Court of Appeals of Texas, Twelfth District, Tyler

May 31, 2017


         Appeal from the County Court at Law No. 2 of Gregg County, Texas (Tr.Ct.No. 2012-1074-CCL2)

          Panel consisted of Worthen, C.J., Hoyle, J., and Neeley, J.


          James T. Worthen Chief Justice.

         This case involves a dispute over a supply contract between Red Ball Oxygen Company, Inc. and Southwest Railroad Car Parts Company which led to litigation involving a suit on account, tortious interference, and reciprocal breach of contract claims. In six issues, Red Ball asserts the trial court misconstrued the contract, Southwest, not Red Ball, breached the contract, and therefore Red Ball, not Southwest, is entitled to damages and attorney's fees. We affirm.

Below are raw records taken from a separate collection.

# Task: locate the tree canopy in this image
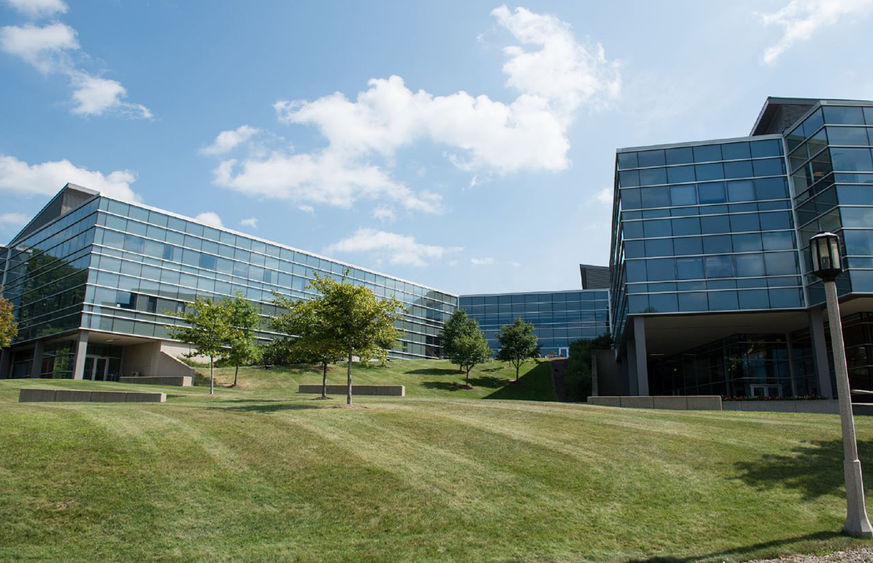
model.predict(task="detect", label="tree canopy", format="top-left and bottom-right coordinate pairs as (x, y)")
top-left (497, 318), bottom-right (539, 381)
top-left (441, 309), bottom-right (491, 388)
top-left (309, 274), bottom-right (403, 405)
top-left (167, 297), bottom-right (231, 395)
top-left (0, 296), bottom-right (18, 348)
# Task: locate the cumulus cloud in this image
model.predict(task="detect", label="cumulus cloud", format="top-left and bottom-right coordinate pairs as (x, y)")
top-left (194, 211), bottom-right (224, 227)
top-left (205, 6), bottom-right (621, 212)
top-left (325, 229), bottom-right (462, 266)
top-left (200, 125), bottom-right (258, 155)
top-left (760, 0), bottom-right (873, 65)
top-left (6, 0), bottom-right (68, 18)
top-left (0, 213), bottom-right (30, 228)
top-left (0, 154), bottom-right (140, 201)
top-left (373, 205), bottom-right (396, 223)
top-left (0, 14), bottom-right (152, 119)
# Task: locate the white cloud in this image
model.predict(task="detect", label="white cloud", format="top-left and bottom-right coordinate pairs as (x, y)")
top-left (373, 205), bottom-right (397, 223)
top-left (194, 211), bottom-right (224, 227)
top-left (200, 125), bottom-right (258, 155)
top-left (72, 72), bottom-right (152, 119)
top-left (215, 6), bottom-right (621, 212)
top-left (6, 0), bottom-right (68, 18)
top-left (0, 213), bottom-right (30, 227)
top-left (0, 22), bottom-right (152, 119)
top-left (214, 151), bottom-right (441, 213)
top-left (325, 229), bottom-right (462, 266)
top-left (0, 23), bottom-right (79, 73)
top-left (760, 0), bottom-right (873, 65)
top-left (0, 154), bottom-right (140, 201)
top-left (594, 188), bottom-right (614, 205)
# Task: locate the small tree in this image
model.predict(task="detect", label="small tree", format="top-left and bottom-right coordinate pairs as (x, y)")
top-left (440, 309), bottom-right (469, 371)
top-left (309, 274), bottom-right (403, 405)
top-left (0, 296), bottom-right (18, 348)
top-left (167, 297), bottom-right (230, 395)
top-left (449, 319), bottom-right (491, 389)
top-left (226, 294), bottom-right (261, 387)
top-left (270, 296), bottom-right (345, 399)
top-left (497, 318), bottom-right (539, 381)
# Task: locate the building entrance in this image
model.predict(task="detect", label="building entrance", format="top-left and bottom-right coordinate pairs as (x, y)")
top-left (82, 356), bottom-right (109, 381)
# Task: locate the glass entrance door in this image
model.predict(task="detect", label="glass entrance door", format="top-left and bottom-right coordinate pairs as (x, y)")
top-left (84, 356), bottom-right (109, 381)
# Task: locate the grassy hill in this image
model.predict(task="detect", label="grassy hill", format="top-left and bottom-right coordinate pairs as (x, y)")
top-left (0, 362), bottom-right (873, 561)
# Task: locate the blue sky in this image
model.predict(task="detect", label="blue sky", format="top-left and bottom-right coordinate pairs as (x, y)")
top-left (0, 0), bottom-right (873, 293)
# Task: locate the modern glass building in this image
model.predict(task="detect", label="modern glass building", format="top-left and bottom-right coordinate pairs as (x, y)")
top-left (0, 184), bottom-right (458, 379)
top-left (458, 289), bottom-right (609, 356)
top-left (610, 98), bottom-right (873, 397)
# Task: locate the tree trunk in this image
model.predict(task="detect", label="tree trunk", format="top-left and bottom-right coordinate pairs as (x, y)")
top-left (346, 350), bottom-right (352, 405)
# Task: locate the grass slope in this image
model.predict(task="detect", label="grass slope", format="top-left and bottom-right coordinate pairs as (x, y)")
top-left (0, 363), bottom-right (873, 561)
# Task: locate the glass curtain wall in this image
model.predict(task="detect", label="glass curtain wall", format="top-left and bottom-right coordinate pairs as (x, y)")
top-left (82, 197), bottom-right (457, 358)
top-left (459, 289), bottom-right (609, 356)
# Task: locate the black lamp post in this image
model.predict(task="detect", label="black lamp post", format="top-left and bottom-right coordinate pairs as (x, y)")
top-left (809, 233), bottom-right (873, 538)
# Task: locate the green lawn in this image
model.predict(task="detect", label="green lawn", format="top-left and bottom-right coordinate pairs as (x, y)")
top-left (0, 362), bottom-right (873, 561)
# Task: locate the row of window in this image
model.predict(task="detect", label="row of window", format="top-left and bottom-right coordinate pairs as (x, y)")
top-left (617, 139), bottom-right (782, 170)
top-left (628, 288), bottom-right (803, 313)
top-left (625, 252), bottom-right (798, 282)
top-left (99, 202), bottom-right (453, 302)
top-left (622, 211), bottom-right (792, 240)
top-left (618, 158), bottom-right (785, 188)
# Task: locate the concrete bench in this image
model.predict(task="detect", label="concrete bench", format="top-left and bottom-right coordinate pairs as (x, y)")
top-left (118, 375), bottom-right (194, 387)
top-left (297, 384), bottom-right (406, 397)
top-left (18, 389), bottom-right (167, 403)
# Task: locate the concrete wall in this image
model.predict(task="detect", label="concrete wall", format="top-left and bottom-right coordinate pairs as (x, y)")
top-left (723, 399), bottom-right (840, 414)
top-left (18, 389), bottom-right (167, 403)
top-left (297, 384), bottom-right (406, 397)
top-left (588, 395), bottom-right (722, 411)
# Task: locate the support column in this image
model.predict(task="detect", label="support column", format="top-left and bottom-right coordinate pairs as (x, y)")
top-left (0, 348), bottom-right (12, 379)
top-left (809, 309), bottom-right (834, 399)
top-left (30, 340), bottom-right (43, 377)
top-left (73, 330), bottom-right (88, 379)
top-left (634, 317), bottom-right (649, 397)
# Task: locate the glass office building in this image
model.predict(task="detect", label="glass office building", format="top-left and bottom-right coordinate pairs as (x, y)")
top-left (610, 98), bottom-right (873, 397)
top-left (458, 289), bottom-right (609, 357)
top-left (0, 185), bottom-right (458, 379)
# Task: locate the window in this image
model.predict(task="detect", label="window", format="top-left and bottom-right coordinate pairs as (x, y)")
top-left (664, 147), bottom-right (694, 164)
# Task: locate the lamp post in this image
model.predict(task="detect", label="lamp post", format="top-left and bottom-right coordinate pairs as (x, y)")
top-left (809, 232), bottom-right (873, 538)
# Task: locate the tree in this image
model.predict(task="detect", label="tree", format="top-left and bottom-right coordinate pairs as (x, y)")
top-left (449, 319), bottom-right (491, 389)
top-left (440, 309), bottom-right (469, 371)
top-left (225, 294), bottom-right (261, 387)
top-left (309, 274), bottom-right (403, 405)
top-left (270, 296), bottom-right (345, 399)
top-left (0, 296), bottom-right (18, 348)
top-left (167, 297), bottom-right (230, 395)
top-left (497, 318), bottom-right (539, 381)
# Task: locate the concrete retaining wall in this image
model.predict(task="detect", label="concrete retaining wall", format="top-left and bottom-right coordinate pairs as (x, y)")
top-left (588, 395), bottom-right (722, 411)
top-left (118, 375), bottom-right (194, 387)
top-left (297, 384), bottom-right (406, 397)
top-left (18, 389), bottom-right (167, 403)
top-left (723, 399), bottom-right (840, 414)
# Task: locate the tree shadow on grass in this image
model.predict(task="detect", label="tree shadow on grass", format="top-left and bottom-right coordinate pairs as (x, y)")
top-left (631, 532), bottom-right (842, 563)
top-left (406, 368), bottom-right (463, 375)
top-left (210, 403), bottom-right (322, 414)
top-left (735, 440), bottom-right (873, 500)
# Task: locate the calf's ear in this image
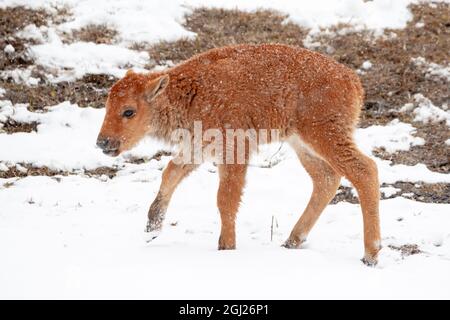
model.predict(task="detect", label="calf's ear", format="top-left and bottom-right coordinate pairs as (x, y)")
top-left (144, 74), bottom-right (169, 102)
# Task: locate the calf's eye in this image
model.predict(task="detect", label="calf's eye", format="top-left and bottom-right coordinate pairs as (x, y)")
top-left (122, 109), bottom-right (136, 119)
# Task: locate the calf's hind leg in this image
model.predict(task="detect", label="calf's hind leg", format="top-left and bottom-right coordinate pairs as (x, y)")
top-left (145, 161), bottom-right (197, 242)
top-left (283, 145), bottom-right (341, 248)
top-left (307, 132), bottom-right (381, 265)
top-left (217, 164), bottom-right (247, 250)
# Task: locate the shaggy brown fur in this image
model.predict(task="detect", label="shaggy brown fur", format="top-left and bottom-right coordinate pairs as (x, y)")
top-left (98, 44), bottom-right (380, 264)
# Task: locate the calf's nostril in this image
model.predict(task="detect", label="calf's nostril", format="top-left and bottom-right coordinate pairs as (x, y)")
top-left (97, 137), bottom-right (109, 149)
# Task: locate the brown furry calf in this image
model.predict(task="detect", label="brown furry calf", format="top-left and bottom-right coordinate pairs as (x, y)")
top-left (97, 45), bottom-right (381, 265)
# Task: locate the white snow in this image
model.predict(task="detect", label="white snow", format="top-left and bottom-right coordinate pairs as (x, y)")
top-left (361, 60), bottom-right (372, 70)
top-left (0, 100), bottom-right (168, 171)
top-left (3, 44), bottom-right (16, 53)
top-left (0, 66), bottom-right (40, 86)
top-left (0, 0), bottom-right (450, 299)
top-left (380, 187), bottom-right (401, 198)
top-left (26, 30), bottom-right (148, 81)
top-left (0, 159), bottom-right (450, 299)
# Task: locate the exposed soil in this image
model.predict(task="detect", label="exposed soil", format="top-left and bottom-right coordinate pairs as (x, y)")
top-left (382, 181), bottom-right (450, 203)
top-left (0, 163), bottom-right (118, 179)
top-left (149, 8), bottom-right (307, 68)
top-left (314, 3), bottom-right (450, 111)
top-left (0, 74), bottom-right (117, 111)
top-left (331, 181), bottom-right (450, 204)
top-left (0, 119), bottom-right (38, 134)
top-left (373, 123), bottom-right (450, 173)
top-left (65, 24), bottom-right (118, 44)
top-left (0, 7), bottom-right (50, 70)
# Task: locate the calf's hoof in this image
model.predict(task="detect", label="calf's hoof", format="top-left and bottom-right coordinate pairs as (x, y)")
top-left (281, 238), bottom-right (305, 249)
top-left (361, 255), bottom-right (378, 267)
top-left (218, 237), bottom-right (236, 250)
top-left (144, 222), bottom-right (161, 243)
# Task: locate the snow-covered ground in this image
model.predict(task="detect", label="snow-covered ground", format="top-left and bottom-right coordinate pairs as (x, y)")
top-left (0, 0), bottom-right (450, 299)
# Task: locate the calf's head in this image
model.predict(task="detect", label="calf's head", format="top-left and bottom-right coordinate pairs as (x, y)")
top-left (97, 71), bottom-right (169, 157)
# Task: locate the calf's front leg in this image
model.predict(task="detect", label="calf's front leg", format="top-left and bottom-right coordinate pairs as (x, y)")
top-left (145, 160), bottom-right (197, 242)
top-left (217, 164), bottom-right (247, 250)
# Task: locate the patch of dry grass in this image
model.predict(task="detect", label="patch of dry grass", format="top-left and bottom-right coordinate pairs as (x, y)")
top-left (149, 8), bottom-right (307, 64)
top-left (0, 74), bottom-right (117, 111)
top-left (65, 24), bottom-right (118, 44)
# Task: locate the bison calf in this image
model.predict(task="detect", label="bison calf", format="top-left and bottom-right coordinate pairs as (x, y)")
top-left (97, 44), bottom-right (381, 265)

         In 2005, Southwest agreed to a long-term contract with Red Ball for the purchase of oxygen and propane. In January 2012, David Toarmina, Southwest's vice president and general counsel, questioned price increases instituted by Red Ball, as well as certain other charges, and refused to pay a portion of billed amounts. In February 2012, Toarmina notified Red Ball that Southwest would be cancelling the contract effective June 1, 2012, but asked Red Ball to submit a proposal for supplying oxygen to Southwest after that date. The parties were unable to resolve the disputes concerning the 2005 contract or reach a new agreement. Southwest entered into contracts with other suppliers, Air Products and Air Liquide Industrial U.S., L.P., effective June 1, 2012.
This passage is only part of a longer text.